Deferred Manifest Work¶
V1 manifests do not support:
- conditional dependencies
- optional dependencies
- feature flags
- version requirements
- registry identities
- npm-style external package identities such as
@vendor/pkgname - lockfiles
- publishing metadata
- remote fetching
- target-specific dependency selection
- alternate
stdreplacement through ordinary dependency aliases
These are V2 package-manager or future toolchain/build-configuration work. See CEP-0003: Package Manager and Manifest Evolution.
Re-Export¶
Canonical re-exporting uses ordinary public declarations:
const parser_impl = include("parser_impl.ct")
pub const Parser = parser_impl.Parser
pub const parse = parser_impl.parse
Multiple names can be selected with ordinary destructuring before re-exporting:
const { ParserImpl = Parser, parse_impl = parse } = include("parser_impl.ct")
pub const Parser = ParserImpl
pub const parse = parse_impl
Re-exporting does not need a separate export-list syntax in V1. A module API is the set of public declarations in its main namespace, including public namespace aliases and public impls declared there.
A public declaration may re-export a namespace:
pub const parser = include("parser.ct")
Because namespace values expose only public declarations, this does not leak private internals. It gives module APIs a way to expose curated subnamespaces:
json.parser.Parser
json.parser.parse
This re-exports the namespace value as a namespace value. It is not a snapshot of the target namespace's public declarations. If the target namespace's public API changes, the re-exported namespace reflects that change. API stability is managed by versioning and review, not snapshot semantics.
Re-exporting a dependency namespace is allowed:
const base_json = module("json")
pub const json = base_json
The re-export preserves the dependency namespace's original declaration, type, and impl identities. It does not make the dependency's resolver alias available to downstream modules. Downstream code can use pkg.json, but it must still declare json directly if it wants module("json") or module://json/....

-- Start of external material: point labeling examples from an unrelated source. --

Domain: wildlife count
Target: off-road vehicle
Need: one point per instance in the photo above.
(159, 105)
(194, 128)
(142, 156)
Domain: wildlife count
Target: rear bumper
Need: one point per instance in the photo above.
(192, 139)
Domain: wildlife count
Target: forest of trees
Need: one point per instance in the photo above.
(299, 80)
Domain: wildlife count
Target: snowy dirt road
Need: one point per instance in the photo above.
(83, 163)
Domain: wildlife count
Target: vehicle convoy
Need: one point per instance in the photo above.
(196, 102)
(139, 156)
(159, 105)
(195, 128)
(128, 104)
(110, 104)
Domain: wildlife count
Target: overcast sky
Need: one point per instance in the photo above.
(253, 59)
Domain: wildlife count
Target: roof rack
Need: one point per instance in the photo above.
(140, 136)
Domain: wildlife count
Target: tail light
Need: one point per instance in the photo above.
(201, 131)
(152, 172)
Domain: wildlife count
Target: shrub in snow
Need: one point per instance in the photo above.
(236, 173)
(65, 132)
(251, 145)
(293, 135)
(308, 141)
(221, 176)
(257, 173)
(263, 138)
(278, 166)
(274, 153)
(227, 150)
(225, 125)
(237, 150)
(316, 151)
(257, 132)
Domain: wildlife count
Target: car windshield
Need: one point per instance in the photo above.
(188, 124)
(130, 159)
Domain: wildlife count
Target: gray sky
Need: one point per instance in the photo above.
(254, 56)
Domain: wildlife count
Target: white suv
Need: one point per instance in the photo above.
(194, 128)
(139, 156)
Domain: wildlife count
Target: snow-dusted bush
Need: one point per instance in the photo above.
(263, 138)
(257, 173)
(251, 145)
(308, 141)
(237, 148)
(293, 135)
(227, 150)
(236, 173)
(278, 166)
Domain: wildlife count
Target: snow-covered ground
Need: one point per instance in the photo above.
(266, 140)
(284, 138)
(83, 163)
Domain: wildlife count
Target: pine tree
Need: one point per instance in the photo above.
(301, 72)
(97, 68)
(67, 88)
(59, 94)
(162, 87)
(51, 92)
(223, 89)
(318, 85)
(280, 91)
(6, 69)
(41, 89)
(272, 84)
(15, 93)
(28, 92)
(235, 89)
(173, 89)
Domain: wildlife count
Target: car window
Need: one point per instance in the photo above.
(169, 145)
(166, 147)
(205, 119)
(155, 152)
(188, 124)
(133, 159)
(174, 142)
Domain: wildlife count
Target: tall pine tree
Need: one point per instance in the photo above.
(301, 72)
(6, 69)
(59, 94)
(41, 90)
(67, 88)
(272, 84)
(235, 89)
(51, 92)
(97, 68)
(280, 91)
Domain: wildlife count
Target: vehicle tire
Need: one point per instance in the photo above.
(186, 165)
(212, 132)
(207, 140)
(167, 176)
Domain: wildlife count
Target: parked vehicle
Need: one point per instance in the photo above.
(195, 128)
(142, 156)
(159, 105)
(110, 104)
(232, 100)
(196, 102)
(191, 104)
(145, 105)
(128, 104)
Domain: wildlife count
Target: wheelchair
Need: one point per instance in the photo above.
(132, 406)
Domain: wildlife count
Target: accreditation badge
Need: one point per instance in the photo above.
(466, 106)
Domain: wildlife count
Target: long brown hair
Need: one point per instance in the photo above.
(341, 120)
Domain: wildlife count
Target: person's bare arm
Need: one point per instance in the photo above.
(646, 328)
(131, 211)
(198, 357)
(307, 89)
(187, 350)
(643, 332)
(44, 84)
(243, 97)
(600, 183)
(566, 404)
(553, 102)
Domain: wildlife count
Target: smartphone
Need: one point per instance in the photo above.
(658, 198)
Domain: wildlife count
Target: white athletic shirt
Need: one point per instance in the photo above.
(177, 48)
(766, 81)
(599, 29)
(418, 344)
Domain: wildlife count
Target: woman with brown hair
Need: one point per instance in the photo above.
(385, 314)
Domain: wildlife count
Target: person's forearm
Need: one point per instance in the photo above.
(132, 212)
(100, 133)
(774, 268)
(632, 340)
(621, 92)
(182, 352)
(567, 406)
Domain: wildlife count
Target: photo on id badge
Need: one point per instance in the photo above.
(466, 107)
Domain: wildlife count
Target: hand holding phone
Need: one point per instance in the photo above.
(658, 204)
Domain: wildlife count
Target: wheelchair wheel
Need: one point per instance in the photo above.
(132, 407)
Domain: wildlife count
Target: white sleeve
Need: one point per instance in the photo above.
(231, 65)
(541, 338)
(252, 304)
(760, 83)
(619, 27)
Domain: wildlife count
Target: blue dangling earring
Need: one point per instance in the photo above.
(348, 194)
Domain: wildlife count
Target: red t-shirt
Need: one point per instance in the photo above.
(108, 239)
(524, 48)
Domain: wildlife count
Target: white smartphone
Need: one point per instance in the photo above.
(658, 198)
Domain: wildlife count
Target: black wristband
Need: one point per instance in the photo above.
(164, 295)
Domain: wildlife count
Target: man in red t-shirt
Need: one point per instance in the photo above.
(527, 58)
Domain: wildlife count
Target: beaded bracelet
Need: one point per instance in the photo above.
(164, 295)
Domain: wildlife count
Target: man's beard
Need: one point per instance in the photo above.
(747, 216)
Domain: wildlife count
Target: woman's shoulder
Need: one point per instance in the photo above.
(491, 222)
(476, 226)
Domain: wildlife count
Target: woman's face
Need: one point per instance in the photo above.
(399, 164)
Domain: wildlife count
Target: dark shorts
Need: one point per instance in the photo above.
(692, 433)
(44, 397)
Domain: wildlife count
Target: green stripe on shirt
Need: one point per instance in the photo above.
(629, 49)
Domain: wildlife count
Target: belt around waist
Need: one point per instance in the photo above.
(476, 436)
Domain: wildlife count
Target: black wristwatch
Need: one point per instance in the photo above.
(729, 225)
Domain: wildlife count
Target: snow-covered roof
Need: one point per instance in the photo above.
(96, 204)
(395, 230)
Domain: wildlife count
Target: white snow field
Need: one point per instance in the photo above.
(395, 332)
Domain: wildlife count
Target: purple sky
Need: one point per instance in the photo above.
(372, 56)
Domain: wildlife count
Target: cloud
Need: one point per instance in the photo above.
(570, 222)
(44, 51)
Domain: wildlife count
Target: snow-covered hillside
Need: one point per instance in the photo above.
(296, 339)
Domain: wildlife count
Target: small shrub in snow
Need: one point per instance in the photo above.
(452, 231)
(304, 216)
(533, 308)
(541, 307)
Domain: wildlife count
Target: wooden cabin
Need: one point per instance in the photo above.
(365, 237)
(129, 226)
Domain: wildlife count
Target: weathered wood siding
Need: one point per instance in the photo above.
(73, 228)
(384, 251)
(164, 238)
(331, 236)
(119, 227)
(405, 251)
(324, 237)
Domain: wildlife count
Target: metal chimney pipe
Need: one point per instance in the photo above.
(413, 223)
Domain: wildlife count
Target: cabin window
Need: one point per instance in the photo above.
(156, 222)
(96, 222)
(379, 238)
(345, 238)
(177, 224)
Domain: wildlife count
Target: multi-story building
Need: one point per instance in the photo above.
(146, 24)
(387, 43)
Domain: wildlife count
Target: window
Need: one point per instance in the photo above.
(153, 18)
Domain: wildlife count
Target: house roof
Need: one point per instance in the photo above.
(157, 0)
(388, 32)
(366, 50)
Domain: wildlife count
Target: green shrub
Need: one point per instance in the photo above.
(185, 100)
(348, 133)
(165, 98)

Public namespace aliases preserve namespace identity. Importing or destructuring a public alias behaves as if operating on the original namespace identity.
Public API Validation¶
Top-level declarations are private by default. pub exports a declaration to the namespace public surface. priv is accepted as an explicit private marker equivalent to omitting pub.
A pub const alias can intentionally promote a private declaration or a public member of a private namespace binding under a public name:
const parser_impl = include("parser_impl.ct")

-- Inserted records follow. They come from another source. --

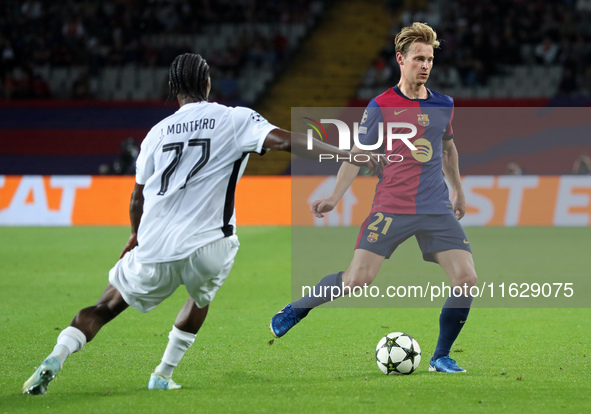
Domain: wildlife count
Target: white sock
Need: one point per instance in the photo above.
(178, 343)
(70, 340)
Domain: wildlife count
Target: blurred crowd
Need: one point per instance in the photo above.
(482, 38)
(100, 33)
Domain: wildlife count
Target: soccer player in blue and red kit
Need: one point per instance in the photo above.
(411, 197)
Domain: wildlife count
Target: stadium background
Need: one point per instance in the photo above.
(83, 81)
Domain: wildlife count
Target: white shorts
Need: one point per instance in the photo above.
(145, 285)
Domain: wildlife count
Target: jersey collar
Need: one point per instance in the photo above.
(399, 92)
(188, 106)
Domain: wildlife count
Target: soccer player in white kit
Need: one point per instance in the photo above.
(182, 218)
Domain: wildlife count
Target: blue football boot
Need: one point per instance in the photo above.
(444, 364)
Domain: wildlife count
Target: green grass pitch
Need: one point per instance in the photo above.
(518, 360)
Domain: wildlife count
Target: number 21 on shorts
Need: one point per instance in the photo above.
(378, 219)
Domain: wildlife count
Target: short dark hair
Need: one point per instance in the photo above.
(188, 75)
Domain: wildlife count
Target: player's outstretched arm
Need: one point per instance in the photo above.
(136, 209)
(345, 177)
(451, 170)
(296, 143)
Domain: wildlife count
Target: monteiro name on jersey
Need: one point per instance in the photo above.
(189, 164)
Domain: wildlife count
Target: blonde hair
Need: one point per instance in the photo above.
(418, 32)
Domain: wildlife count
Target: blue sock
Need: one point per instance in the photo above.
(451, 321)
(321, 293)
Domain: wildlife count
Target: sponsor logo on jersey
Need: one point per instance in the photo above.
(373, 237)
(423, 119)
(424, 151)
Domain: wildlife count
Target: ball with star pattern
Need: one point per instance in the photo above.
(398, 353)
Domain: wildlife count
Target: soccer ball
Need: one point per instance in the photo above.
(398, 353)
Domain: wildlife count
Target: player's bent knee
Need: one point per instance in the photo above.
(353, 280)
(467, 278)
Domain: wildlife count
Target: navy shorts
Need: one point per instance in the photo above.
(382, 233)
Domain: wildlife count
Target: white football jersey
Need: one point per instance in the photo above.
(190, 163)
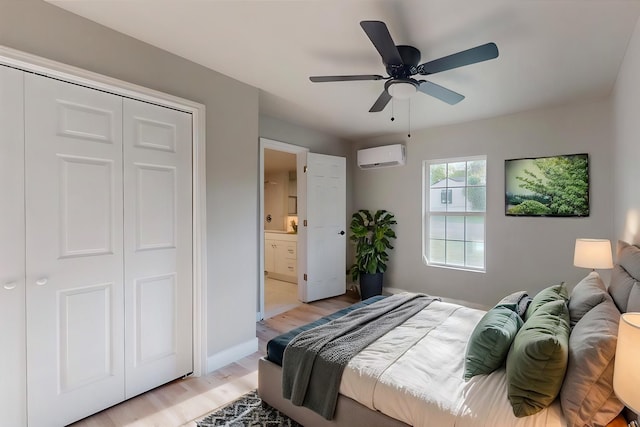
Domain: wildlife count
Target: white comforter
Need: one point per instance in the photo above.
(415, 374)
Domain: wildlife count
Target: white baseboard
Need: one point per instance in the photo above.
(232, 354)
(392, 291)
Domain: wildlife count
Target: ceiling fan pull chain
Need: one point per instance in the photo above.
(393, 102)
(409, 134)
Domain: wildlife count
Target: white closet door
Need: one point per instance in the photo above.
(12, 341)
(158, 245)
(326, 232)
(74, 268)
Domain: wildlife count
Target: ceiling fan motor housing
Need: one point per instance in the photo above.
(410, 60)
(401, 88)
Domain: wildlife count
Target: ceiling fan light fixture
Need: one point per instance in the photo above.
(402, 89)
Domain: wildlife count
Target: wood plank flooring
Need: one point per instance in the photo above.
(181, 402)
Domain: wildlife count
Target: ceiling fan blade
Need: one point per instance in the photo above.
(322, 79)
(381, 102)
(379, 35)
(460, 59)
(442, 93)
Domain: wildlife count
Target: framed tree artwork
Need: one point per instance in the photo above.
(555, 186)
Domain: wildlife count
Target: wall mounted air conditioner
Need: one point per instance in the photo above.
(382, 157)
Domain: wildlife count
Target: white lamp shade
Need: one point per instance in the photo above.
(593, 253)
(626, 372)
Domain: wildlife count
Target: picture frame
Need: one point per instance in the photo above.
(552, 186)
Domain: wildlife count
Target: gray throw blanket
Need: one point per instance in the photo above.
(314, 360)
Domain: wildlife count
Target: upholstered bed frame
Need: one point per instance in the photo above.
(624, 290)
(349, 413)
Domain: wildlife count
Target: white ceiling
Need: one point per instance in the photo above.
(551, 52)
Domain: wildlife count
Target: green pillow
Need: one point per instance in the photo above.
(537, 360)
(552, 293)
(490, 341)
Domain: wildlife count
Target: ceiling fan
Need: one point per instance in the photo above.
(402, 62)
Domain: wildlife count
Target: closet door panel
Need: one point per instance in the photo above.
(158, 245)
(74, 268)
(12, 293)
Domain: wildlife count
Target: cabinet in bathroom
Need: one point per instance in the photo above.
(280, 256)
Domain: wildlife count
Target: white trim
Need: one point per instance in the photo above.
(287, 148)
(231, 355)
(56, 70)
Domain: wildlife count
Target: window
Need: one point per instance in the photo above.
(446, 196)
(454, 211)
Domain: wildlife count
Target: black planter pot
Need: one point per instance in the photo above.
(370, 285)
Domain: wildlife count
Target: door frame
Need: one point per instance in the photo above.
(301, 153)
(46, 67)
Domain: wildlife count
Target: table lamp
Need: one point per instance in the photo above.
(593, 253)
(626, 371)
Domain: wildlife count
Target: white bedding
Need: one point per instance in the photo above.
(415, 374)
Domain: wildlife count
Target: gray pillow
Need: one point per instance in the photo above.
(587, 395)
(588, 293)
(490, 341)
(625, 276)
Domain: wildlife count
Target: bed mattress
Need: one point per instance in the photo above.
(414, 374)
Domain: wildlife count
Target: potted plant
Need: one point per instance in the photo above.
(372, 234)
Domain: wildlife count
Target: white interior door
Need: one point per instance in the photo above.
(12, 293)
(326, 229)
(158, 245)
(74, 260)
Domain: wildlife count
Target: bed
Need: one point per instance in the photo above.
(418, 373)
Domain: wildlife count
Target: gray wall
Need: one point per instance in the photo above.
(521, 253)
(232, 134)
(626, 173)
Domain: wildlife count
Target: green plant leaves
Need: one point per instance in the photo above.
(372, 234)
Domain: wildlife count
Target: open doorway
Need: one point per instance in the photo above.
(279, 225)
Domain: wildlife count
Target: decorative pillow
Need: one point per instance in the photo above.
(551, 293)
(518, 300)
(588, 293)
(587, 395)
(490, 341)
(537, 360)
(625, 276)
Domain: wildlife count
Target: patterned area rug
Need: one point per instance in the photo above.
(247, 411)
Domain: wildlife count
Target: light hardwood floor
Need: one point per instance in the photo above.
(181, 402)
(279, 296)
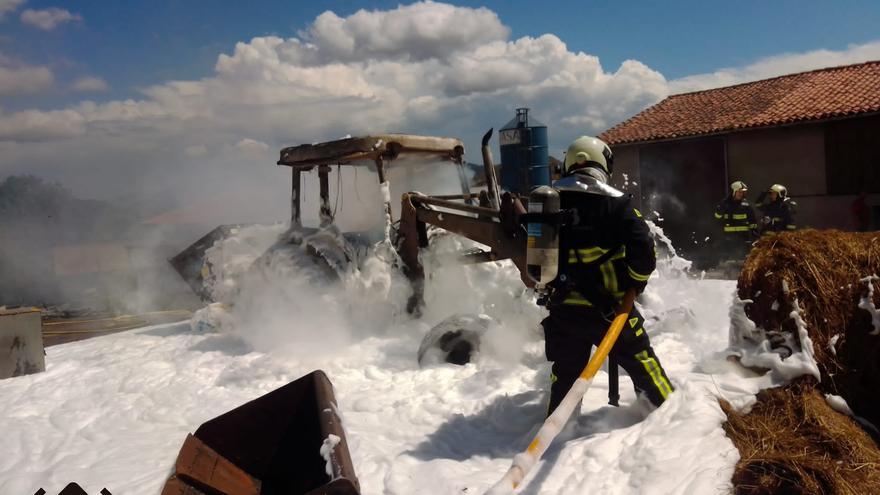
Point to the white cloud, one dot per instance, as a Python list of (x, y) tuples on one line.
[(196, 150), (48, 19), (413, 32), (89, 84), (777, 65), (34, 125), (18, 78), (252, 146), (427, 68), (7, 6)]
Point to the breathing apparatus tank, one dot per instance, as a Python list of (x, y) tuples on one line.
[(542, 248)]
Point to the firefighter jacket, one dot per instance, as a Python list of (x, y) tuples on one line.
[(606, 251), (736, 218), (778, 215)]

pub const Parser = parser_impl.Parser
Public signatures must be renderable through public names. If a public function signature uses a private spelling for a type that has a public alias, V1 should diagnose the private spelling and require the source to use the public alias explicitly.

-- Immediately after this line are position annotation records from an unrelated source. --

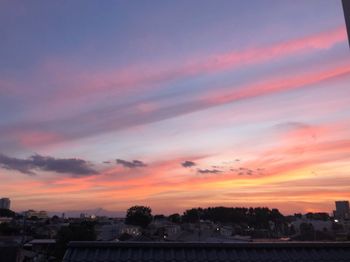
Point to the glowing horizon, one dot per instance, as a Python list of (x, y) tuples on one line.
[(109, 105)]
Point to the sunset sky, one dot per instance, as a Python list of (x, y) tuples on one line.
[(174, 104)]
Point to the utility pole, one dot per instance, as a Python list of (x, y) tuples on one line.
[(346, 8)]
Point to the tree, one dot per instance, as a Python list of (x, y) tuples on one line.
[(139, 216), (175, 218), (6, 213), (192, 215)]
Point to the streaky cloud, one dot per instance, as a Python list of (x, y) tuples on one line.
[(188, 164), (131, 164), (74, 166)]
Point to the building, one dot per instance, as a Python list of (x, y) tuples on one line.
[(342, 210), (39, 214), (209, 252), (5, 203)]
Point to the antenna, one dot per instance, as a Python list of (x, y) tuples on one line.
[(346, 8)]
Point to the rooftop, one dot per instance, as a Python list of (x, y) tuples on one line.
[(169, 251)]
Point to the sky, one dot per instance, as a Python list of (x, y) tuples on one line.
[(174, 104)]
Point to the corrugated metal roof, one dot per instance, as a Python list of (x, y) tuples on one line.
[(207, 252)]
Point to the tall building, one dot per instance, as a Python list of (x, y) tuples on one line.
[(5, 203), (342, 210)]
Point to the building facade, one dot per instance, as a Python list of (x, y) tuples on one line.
[(5, 203)]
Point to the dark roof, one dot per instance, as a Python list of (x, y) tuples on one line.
[(9, 252), (207, 252)]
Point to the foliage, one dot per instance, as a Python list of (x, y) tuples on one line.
[(175, 218), (6, 213), (158, 217), (139, 216), (192, 215)]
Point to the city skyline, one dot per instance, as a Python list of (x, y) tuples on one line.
[(108, 105)]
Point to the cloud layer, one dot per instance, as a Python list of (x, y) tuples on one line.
[(73, 166)]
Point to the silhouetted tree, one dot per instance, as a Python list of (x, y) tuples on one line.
[(192, 215), (139, 216)]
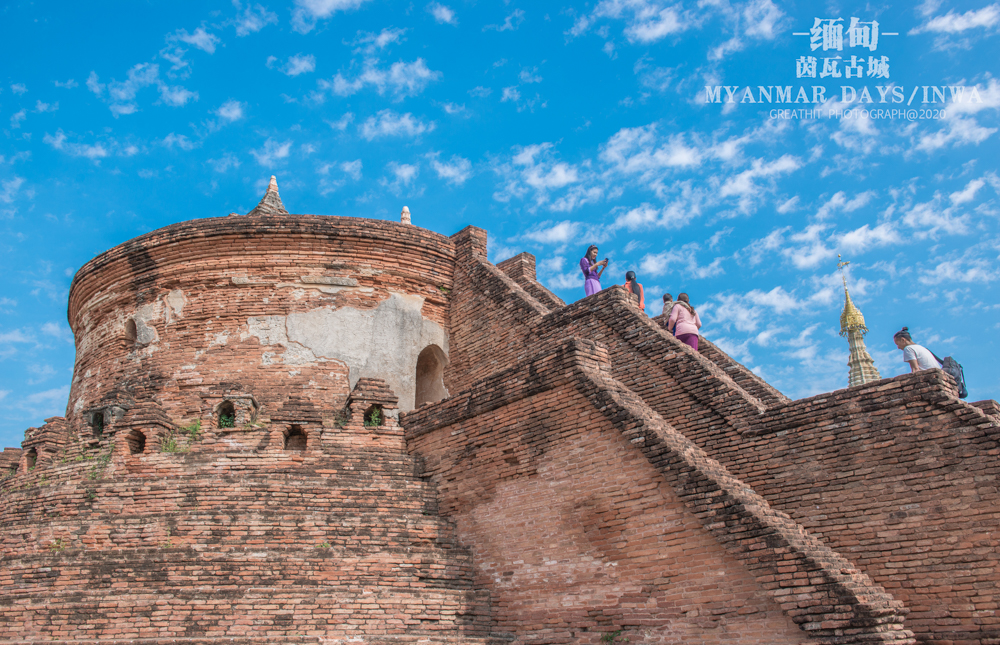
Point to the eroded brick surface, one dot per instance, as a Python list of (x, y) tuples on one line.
[(234, 465)]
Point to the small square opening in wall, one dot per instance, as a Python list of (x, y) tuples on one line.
[(374, 416), (295, 438), (131, 333), (136, 441), (97, 424), (227, 415)]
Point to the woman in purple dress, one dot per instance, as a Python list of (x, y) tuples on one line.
[(592, 270)]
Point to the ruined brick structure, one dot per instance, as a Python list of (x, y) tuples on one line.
[(295, 428)]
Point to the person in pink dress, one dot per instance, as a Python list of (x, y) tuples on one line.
[(684, 322), (592, 270)]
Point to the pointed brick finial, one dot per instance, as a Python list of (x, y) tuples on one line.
[(271, 203)]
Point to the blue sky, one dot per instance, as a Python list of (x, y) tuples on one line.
[(552, 125)]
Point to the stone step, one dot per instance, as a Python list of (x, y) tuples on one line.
[(254, 611), (367, 531), (179, 569), (437, 639)]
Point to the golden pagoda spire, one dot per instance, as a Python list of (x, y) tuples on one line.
[(852, 324)]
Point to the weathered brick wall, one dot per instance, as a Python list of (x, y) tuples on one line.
[(715, 402), (210, 298), (750, 382), (491, 314), (587, 513), (521, 269), (238, 539), (898, 475), (901, 476)]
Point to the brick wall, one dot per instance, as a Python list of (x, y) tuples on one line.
[(197, 284), (521, 269), (587, 513), (227, 538)]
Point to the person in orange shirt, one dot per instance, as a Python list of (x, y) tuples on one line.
[(634, 287)]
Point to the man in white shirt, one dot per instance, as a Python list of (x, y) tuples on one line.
[(918, 357)]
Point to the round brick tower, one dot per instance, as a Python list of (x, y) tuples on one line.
[(223, 320)]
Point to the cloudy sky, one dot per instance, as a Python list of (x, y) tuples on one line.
[(553, 125)]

Public namespace re-exports require the re-exported namespace's public surface to be valid as public API. This validates the public declarations reachable through the alias; it does not expose private internals.
Imports are not re-exported. Imported named declarations and imported impls are local checking facts only. To expose a name, declare a public alias. To expose a conformance as part of a module API, declare a pub impl in the exporting namespace.
Loose File Mode¶
V1 supports loose file compilation and running as a required tool mode. Loose file mode synthesizes a module context instead of changing source semantics:
name = "main"version = "0.0.0"mainis the requested file- the root boundary defaults to the file's containing directory
- dependencies are empty unless supplied explicitly by compiler/build command arguments
- toolchain roots such as
stdremain available
Loose file mode does not automatically discover nearby module.toml files. If the user wants manifest-backed behavior, they should invoke module/project mode. Command-line dependency aliases in loose mode follow the same validation and identity rules as manifest dependencies and must not shadow main, std, or prelude.
include("module://main/path.ct") is valid in loose mode and resolves inside the synthesized module root. It is redundant with root-relative includes but keeps the resolver model uniform.